Bake Expressions
You can easily Bake* the expressions to replace them by keyframes and improve the performance.
- Select the properties with the expressions.
- Click the Bake Expressions button.
You can [Shift] + [Click]
the Bake Expressions button to adjust the options.
- The Smart Mode creates less keyframes and uses Bézier interpolation* to generate an animation as close as possible of the original animation as computed by the expression.
The resulting animation may be a bit different compared to the expression, but its much easier to edit and customize later. It’s also much lighter once exported to HTML/JS/CSS animation, like Lottie/Bodymovin for example. - The Precise Mode (a.k.a. dumb mode) creates much more keyframes, up to one per frame, but generates the exact same animation as the original one as computed by the expression.
Note
After Effects can natively bake expressions, with the Animation / Keyframe Assistant / Conver expression to keyframes
tool, but it always adds one keyframe per frame.
Even with the Precise Mode, Duik is a bit smarter than that, as it only adds necessary keyframes (it adds keyframes if and only if there’s an actual movement).

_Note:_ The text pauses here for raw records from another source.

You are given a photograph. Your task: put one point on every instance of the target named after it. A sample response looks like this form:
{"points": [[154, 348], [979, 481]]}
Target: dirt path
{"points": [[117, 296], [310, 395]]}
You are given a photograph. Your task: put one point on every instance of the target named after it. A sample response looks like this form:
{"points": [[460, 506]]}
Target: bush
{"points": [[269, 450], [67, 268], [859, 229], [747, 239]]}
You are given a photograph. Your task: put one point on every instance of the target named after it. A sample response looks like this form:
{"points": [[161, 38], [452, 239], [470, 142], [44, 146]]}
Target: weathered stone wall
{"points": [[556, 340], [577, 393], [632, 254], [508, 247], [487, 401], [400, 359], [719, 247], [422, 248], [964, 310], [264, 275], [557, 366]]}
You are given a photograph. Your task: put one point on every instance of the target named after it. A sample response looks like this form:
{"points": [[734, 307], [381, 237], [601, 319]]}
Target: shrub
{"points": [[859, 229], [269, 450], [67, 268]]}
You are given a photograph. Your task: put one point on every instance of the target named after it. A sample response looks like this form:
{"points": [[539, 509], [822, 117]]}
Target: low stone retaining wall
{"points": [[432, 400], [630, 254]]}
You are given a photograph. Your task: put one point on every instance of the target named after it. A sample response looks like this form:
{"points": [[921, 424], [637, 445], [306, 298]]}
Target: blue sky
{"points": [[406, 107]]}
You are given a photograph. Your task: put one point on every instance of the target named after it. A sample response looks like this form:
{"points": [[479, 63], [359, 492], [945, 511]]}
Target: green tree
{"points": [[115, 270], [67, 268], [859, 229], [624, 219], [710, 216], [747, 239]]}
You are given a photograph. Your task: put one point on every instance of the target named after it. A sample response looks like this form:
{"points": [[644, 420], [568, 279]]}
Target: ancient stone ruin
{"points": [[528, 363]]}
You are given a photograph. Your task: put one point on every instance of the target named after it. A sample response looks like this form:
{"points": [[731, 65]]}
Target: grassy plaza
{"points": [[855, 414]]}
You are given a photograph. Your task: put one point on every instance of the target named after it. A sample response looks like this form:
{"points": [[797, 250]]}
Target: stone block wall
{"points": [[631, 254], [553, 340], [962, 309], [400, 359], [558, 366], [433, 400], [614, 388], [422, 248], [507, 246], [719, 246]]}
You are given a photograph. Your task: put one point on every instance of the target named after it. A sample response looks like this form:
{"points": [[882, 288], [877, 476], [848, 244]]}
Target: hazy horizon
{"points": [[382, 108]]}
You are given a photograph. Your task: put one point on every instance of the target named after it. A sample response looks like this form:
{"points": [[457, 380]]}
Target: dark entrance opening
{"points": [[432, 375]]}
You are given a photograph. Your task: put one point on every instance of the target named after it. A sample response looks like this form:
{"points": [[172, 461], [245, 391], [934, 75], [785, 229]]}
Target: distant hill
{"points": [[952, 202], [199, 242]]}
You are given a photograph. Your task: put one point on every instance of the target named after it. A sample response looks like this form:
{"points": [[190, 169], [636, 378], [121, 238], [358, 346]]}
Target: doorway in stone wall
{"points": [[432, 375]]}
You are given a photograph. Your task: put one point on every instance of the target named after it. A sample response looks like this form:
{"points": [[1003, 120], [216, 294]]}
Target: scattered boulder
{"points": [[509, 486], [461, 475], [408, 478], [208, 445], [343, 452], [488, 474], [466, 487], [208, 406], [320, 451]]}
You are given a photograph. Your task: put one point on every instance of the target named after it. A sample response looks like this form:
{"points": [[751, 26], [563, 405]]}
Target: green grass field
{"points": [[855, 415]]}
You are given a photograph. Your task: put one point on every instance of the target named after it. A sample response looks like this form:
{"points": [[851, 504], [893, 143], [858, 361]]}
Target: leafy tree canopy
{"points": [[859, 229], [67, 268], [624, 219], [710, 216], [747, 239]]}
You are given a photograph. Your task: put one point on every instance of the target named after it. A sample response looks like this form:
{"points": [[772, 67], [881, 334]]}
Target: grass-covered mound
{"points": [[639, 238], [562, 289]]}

Duik can also optionaly create more keyframes than that, which may be needed for a cleaner motion blur, or less, if it’s fine for you to use interpolations in between.
With both modes, you can adjust the Precision value to change the number of resulting keyframes.

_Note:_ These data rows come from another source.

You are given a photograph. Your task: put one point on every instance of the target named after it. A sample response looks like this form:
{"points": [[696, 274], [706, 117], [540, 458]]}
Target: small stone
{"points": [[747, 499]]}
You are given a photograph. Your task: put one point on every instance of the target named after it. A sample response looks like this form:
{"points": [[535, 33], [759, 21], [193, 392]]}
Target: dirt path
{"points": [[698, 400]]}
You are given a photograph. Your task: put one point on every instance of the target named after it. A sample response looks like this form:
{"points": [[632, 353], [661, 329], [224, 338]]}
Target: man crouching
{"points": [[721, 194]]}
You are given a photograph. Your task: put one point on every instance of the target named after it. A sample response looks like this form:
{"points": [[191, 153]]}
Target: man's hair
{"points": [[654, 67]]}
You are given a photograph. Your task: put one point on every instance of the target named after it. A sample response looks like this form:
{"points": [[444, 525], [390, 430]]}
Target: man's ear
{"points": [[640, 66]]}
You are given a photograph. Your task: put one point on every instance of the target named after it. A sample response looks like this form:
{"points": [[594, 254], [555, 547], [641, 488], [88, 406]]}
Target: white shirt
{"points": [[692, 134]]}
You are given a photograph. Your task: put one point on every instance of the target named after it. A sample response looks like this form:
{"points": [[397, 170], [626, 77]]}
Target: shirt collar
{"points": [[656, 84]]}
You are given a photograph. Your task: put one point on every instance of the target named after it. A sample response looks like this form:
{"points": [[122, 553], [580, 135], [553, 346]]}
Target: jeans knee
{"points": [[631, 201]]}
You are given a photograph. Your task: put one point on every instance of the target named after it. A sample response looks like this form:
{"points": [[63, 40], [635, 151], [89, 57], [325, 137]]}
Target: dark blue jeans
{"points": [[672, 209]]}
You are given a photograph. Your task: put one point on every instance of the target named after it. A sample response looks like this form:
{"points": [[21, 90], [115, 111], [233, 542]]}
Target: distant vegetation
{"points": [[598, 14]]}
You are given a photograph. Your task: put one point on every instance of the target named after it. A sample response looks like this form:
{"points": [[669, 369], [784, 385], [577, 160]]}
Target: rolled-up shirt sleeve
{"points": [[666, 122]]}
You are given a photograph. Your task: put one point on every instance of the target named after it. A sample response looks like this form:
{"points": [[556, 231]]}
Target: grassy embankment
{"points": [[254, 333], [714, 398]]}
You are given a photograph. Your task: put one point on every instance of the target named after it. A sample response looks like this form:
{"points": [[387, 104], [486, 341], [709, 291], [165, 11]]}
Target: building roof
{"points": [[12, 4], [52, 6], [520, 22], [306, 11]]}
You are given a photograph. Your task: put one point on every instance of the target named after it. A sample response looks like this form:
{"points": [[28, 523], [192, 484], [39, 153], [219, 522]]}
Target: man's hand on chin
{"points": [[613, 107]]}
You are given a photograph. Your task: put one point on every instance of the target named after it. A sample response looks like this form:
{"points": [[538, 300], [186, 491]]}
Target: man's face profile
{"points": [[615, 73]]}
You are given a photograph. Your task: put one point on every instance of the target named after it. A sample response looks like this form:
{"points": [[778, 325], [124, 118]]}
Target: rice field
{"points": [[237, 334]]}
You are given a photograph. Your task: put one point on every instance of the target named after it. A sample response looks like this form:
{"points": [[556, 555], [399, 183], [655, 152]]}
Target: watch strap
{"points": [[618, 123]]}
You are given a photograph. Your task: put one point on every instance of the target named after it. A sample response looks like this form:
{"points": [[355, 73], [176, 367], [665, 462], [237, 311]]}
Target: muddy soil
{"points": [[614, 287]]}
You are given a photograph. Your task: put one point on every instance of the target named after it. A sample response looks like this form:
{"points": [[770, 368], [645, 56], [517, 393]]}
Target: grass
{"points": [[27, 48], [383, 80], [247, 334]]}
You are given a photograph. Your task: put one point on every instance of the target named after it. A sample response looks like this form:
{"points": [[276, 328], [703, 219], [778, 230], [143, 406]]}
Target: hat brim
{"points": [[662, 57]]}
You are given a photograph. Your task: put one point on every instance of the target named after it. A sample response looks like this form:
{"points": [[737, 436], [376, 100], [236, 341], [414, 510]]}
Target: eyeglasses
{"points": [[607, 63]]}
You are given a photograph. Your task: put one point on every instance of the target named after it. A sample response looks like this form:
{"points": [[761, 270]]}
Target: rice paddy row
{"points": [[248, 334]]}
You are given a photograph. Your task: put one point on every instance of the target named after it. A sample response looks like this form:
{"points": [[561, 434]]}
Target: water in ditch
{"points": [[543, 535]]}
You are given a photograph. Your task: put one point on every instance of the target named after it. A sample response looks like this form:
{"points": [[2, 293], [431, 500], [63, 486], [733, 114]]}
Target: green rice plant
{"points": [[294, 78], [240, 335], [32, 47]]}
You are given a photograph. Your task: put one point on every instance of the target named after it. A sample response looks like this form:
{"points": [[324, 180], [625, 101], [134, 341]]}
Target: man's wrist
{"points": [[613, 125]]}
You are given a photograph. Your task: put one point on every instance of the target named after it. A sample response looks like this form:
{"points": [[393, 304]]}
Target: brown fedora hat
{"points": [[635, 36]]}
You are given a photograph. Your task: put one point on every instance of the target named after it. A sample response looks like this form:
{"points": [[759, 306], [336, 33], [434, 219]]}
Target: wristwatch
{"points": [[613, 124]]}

A higher value will create more keyframes (adding keyframes in between actual frames with the Precise mode, useful for a cleaner motion blur) and increase the precision and fidelity of the animation compared to the original expression.
Warning
Be careful, the Precision is a sensitive value. Don’t raise it too much!
Tip
With the Precise mode, a value lower than 1.0
will create less keyframes than one per frame.